An expanding economy needs something solid to builds its foundations on.
There is a correlation between economic growth and steel consumption, Chu Duc Khai, vice chairman of the Vietnam Steel Association (VSA), said at a workshop last week, the Vietnam News Agency reported.
Faster economic growth means more steel will be needed to make everything from cars to buildings.
Given gross domestic product growth is forecast to hit 6.2 percent this year, the country’s rising demand for steel is likely to spur production by 10-12 percent in 2017.
Vietnam’s per capita steel consumption could grow further in the next few years from just below 300 kilograms today, said industry experts.
The Southeast Asian country plans to put as many as 10 steel projects into operation next year in an attempt to reduce its dependence on Chinese steel imports.
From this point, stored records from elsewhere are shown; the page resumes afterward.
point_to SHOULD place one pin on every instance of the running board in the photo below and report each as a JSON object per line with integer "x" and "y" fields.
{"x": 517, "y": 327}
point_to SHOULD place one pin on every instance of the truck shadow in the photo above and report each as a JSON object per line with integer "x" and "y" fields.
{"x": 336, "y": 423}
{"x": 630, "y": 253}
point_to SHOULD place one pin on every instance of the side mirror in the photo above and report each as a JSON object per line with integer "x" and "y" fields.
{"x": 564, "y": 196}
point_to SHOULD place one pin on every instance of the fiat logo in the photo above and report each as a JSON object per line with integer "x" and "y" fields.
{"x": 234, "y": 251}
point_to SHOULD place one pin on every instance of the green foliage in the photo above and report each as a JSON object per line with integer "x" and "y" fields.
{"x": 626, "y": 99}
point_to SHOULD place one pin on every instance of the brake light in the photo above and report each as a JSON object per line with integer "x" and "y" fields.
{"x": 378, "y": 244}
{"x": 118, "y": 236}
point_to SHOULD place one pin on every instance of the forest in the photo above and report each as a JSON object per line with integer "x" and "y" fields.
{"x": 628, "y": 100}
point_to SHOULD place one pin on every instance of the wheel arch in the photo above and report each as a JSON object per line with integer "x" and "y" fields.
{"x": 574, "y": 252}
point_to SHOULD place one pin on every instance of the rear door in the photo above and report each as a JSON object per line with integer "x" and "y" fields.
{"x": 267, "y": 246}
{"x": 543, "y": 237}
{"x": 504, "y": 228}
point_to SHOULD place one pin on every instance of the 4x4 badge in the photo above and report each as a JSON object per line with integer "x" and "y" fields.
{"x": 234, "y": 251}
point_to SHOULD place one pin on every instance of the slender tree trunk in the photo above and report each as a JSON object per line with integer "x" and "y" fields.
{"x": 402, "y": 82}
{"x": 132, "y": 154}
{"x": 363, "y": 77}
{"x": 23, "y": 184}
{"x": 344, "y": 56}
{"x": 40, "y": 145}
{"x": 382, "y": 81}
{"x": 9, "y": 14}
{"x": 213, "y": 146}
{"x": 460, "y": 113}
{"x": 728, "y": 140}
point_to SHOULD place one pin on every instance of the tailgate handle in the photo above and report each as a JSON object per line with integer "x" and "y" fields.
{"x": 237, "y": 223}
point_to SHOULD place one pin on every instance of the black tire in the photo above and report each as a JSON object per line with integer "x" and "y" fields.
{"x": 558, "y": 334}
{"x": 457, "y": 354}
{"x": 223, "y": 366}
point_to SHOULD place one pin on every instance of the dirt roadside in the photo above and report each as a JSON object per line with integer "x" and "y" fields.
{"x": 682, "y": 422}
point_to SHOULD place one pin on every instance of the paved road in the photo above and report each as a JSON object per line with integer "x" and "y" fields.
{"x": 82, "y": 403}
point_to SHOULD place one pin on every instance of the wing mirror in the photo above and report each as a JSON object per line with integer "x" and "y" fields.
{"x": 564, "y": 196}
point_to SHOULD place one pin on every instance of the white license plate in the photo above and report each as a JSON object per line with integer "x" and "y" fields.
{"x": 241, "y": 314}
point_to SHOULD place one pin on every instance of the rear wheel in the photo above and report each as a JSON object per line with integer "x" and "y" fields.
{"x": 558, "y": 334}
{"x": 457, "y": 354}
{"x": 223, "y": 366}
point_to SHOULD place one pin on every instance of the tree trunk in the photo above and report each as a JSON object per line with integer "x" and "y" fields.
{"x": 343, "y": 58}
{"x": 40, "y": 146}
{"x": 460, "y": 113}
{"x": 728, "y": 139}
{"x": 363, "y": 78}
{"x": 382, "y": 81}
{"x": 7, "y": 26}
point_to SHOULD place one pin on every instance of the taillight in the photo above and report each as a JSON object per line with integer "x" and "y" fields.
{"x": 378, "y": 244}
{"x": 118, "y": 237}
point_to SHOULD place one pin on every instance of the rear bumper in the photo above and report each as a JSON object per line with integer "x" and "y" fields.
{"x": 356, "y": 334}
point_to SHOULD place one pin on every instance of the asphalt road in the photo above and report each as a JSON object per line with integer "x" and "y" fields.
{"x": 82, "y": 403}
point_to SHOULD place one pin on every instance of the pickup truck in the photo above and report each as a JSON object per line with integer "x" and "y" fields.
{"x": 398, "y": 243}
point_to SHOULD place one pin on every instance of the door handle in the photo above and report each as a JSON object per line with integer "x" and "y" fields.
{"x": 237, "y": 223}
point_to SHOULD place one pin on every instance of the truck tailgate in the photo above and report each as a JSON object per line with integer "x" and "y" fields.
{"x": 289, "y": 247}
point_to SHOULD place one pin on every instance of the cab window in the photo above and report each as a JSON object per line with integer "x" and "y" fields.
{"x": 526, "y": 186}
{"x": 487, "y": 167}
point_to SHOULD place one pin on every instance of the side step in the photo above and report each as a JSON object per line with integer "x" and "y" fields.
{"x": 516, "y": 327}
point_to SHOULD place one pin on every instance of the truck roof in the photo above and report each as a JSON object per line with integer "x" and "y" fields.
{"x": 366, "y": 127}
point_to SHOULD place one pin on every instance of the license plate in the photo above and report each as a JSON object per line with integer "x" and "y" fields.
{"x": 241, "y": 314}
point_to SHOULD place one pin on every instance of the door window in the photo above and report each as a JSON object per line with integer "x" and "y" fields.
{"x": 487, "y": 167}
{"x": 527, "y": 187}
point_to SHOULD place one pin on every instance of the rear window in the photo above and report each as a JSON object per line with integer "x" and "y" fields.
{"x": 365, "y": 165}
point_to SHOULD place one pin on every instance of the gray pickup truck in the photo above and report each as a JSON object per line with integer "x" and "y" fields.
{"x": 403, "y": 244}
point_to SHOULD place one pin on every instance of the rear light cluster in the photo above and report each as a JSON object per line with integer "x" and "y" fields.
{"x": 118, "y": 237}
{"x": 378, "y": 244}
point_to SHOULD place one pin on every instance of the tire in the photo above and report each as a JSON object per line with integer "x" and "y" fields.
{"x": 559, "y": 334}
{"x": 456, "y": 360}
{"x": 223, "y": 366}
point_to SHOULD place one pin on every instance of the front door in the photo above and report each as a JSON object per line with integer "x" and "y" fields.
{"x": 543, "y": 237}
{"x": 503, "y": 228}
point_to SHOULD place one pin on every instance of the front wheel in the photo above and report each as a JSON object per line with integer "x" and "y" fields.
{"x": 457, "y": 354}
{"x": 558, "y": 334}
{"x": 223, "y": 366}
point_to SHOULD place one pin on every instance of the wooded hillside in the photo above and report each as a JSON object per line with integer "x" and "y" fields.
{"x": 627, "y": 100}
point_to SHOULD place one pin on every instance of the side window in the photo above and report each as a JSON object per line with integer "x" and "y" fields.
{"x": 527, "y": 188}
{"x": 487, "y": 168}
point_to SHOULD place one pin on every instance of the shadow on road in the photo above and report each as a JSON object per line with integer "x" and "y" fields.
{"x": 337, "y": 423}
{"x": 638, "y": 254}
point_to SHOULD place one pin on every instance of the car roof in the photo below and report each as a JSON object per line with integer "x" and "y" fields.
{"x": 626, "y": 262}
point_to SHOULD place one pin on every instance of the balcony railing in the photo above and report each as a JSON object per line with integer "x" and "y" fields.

Statistics show that Vietnam’s steel imports currently account for around 60 percent of market demand. Steel imports soared 33 percent last year to 15.7 million tons, according to customs data.
The trade ministry estimates Vietnam will spend $15 billion annually on steel imports by 2020, and that this year the country will import about 17.5 million tons.
According to the VSA, Vietnam’s steel production has grown steadily this year despite inflows of cheap steel from China. The steel association expects steel billet production to grow by 20 percent and other steel products by 15 percent from last year.
Although Vietnam holds great potential in the fast-growing steel market, the trade ministry has recently ruled out 12 projects from the steel sector’s development plan until 2025.